Olenka Hamilton

Meet the British Poles who back Brexit

Britain’s Poles appear to be struggling with a sort of Brexit-induced identity crisis. Earlier this month, BBC News showed Poles in Leeds expressing support for Brexit. I’m sure many people would have found this confusing. Aren’t a lot of these Poles in Britain thanks to an EU work permit and therefore benefitting directly from Britain’s EU membership?

Witold Sobkow, Britain’s Polish Ambassador, says Britain’s exit would be problematic for Polish people living in Britain. ‘EU labour rights of 800,000 Poles in the UK would become void if the UK left the EU,’ he says. Their future in Britain would be in the balance. So why are they in favour of Brexit?

It seems Brexit is as appealing to many of Britain’s Poles as it is to Britain’s Brits, and not just in Leeds. They just can’t deny a life outside the EU might suit Britain better.

The most uncompromising of Brexit-backing Poles are those who came to Britain when Poland was still a communist country. Barbara Taylor, a solicitor who has been in London since 1976, is all-out backing Brexit. She accepts that some Poles might have to go home if Britain left the EU, but her mind is made up.

‘The EU reminds me of a totalitarian state, like Poland was when I left,’ she says. ‘Like the Soviet Union, the EU is pushing for complete conformity and unity which I find uncomfortable. Brussels is propagating a destruction of national pride.’

Taylor wants Britain to have its sovereignty back. Whereas in Poland rules and regulations imposed by the communist government stifled personal freedom and economic development, Britain was completely free. Now though, she feels Britain has become restricted by over-regulation from Brussels and association with an anti-competitive Eurozone. It would become stronger with more freedom, less regulation and lower taxes.

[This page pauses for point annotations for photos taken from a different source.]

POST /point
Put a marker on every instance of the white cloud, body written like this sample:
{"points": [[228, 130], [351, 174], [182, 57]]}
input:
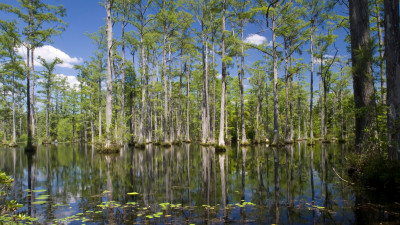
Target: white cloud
{"points": [[49, 53], [71, 80], [255, 39], [325, 59]]}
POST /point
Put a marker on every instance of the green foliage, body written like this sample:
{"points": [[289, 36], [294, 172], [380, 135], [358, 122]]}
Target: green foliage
{"points": [[65, 130], [5, 187], [374, 169]]}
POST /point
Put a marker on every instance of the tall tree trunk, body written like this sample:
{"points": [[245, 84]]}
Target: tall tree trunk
{"points": [[311, 80], [221, 140], [171, 117], [363, 81], [187, 135], [33, 93], [299, 107], [109, 74], [100, 106], [381, 53], [143, 80], [392, 51], [321, 110], [29, 146], [275, 68], [266, 98], [48, 111], [205, 122], [14, 133], [214, 99], [287, 139], [244, 139], [122, 116], [165, 88]]}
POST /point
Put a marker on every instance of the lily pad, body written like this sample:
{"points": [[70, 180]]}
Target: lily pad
{"points": [[39, 202]]}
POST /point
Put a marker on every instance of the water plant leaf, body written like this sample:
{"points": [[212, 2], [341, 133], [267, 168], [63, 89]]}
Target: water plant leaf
{"points": [[42, 197], [39, 202]]}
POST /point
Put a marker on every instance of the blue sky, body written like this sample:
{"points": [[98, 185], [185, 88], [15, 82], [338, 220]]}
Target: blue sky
{"points": [[88, 16]]}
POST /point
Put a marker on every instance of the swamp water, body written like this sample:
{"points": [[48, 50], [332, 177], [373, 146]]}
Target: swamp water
{"points": [[191, 184]]}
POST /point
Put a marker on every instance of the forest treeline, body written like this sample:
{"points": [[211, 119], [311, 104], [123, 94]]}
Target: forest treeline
{"points": [[176, 72]]}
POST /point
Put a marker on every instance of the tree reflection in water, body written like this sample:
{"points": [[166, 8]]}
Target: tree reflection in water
{"points": [[294, 184]]}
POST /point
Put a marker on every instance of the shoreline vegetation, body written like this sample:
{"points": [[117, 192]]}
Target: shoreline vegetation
{"points": [[175, 72]]}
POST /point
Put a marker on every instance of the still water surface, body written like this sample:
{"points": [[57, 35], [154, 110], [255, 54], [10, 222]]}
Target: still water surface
{"points": [[191, 184]]}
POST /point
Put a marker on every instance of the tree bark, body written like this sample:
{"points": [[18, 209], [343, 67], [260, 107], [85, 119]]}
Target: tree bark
{"points": [[362, 72], [221, 140], [14, 133], [381, 53], [311, 80], [122, 116], [392, 51], [205, 122], [109, 73], [275, 70], [244, 139], [187, 135]]}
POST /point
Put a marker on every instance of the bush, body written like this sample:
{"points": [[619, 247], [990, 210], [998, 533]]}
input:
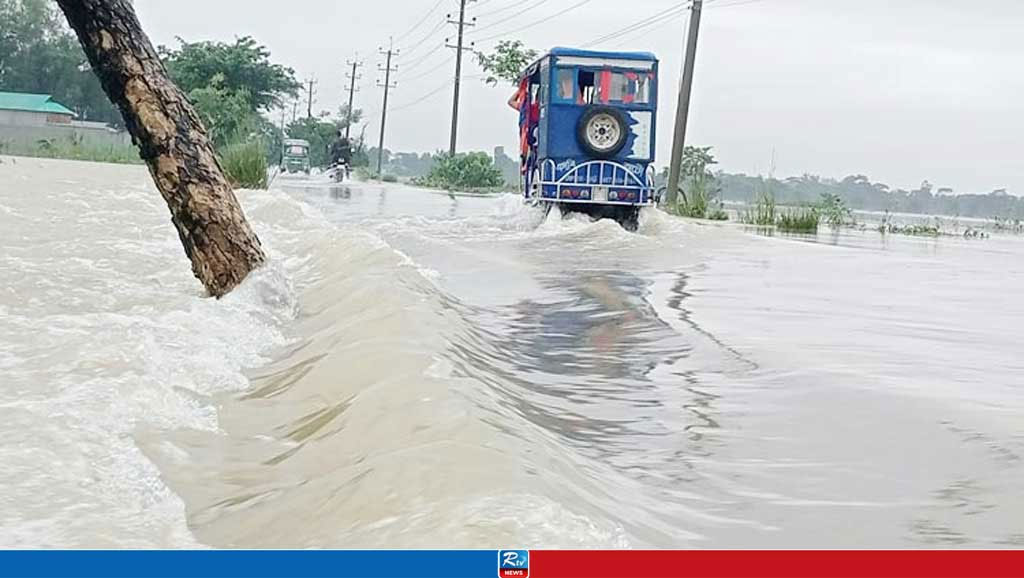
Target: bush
{"points": [[835, 211], [764, 213], [77, 150], [245, 164], [473, 170], [804, 219]]}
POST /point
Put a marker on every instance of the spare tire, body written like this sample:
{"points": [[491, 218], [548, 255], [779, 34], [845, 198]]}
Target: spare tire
{"points": [[602, 131]]}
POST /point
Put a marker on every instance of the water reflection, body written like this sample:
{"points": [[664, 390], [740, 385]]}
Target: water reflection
{"points": [[342, 193]]}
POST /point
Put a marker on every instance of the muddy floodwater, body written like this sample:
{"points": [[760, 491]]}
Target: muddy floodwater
{"points": [[419, 369]]}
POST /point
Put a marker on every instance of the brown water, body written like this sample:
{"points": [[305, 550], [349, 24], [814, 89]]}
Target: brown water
{"points": [[419, 369]]}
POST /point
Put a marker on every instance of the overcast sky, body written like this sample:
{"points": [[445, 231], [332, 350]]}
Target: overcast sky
{"points": [[901, 90]]}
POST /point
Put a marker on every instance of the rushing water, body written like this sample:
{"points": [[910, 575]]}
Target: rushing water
{"points": [[416, 369]]}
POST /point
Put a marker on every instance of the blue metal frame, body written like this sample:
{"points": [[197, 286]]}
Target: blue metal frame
{"points": [[563, 171]]}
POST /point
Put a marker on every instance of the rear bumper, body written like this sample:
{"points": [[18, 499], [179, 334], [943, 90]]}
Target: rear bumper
{"points": [[649, 203]]}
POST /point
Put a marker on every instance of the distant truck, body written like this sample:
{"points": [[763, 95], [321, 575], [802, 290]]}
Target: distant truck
{"points": [[295, 157], [587, 122]]}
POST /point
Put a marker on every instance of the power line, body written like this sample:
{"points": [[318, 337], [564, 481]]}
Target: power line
{"points": [[498, 11], [484, 3], [426, 38], [459, 49], [422, 21], [628, 37], [423, 97], [542, 21], [649, 21], [387, 86], [528, 7], [428, 72], [731, 4], [423, 58]]}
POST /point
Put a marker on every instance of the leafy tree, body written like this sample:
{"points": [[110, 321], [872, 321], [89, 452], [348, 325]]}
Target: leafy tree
{"points": [[507, 62], [244, 66]]}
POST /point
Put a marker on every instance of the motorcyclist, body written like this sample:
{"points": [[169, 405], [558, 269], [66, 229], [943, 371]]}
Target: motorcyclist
{"points": [[341, 151]]}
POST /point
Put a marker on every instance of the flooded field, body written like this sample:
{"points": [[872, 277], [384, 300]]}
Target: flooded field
{"points": [[427, 370]]}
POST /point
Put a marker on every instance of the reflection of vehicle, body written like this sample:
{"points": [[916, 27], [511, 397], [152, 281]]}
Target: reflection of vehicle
{"points": [[587, 131], [296, 156]]}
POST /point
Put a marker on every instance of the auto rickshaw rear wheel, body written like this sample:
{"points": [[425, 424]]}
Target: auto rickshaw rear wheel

And as a lawyer, she feels the loss of sovereignty particularly in relation to the courts which are fast losing credibility as a result of pressure from Brussels. ‘English courts and English judges have become spineless,’ she says, giving the Abu Hamza case as an example. ‘They are terrified of making decisions in contravention to EU law.’

George Byczynski, 26, a lawyer who coordinates an organisation called ‘British Poles’, which has over 22,000 followers on Facebook, is still undecided about Brexit, but says the question of national sovereignty resonates strongly with Poles of all generations: ‘I feel it has been very healthy for the EU to be confronted by Britain on its future and the issues of red tape and bureaucracy, [and] the fading sovereignty of national parliaments.’

Paradoxically, the Polish government and Poles living in Poland want Britain to stay for the same reason Poles living in Britain want Britain to leave. Poland also finds the EU suffocating and supports the move to draw powers from Brussels and hand them back to the EU’s national governments. But Poland likes having Britain in the EU, because Britain is the country that is leading the fight for EU reform in these areas. They need Britain to initiate and fight the battles.

‘Cameron’s proposals prove that an alternative exists, that changes can be made to the EU institutions,’ says Professor Arkady Rzegocki, a political science professor at Krakow’s Jagiellonian University and head of the university’s Polish Research Centre in London. Rzegocki echoes Poland’s government, which counts the UK as a more liberal ally at the negotiating table, a fellow opponent of the ‘ever closer union’ being pushed by France and Germany.

Referring to the latest EU Summit in February, where EU leaders agreed the terms of Britain’s renegotiation, Ambassador Sobkow says Poland now depends on the UK’s continued membership: ‘The solutions adopted in the area of economic management, competitiveness and sovereignty are beneficial from the point of view of Polish. In our opinion, they improve the functioning of the European Union, making it more flexible and competitive.’ Furthermore, Sobkow points out that the package of reforms will come into force only if Britain votes to remain in the EU. If Britain leaves, it will be void.

Barbara Taylor concedes that Poland might want Britain to stay but her allegiance lies with Britain. ‘Although I am Polish, I am also British now – my children are British too – and I can see that the EU is dragging Britain down.’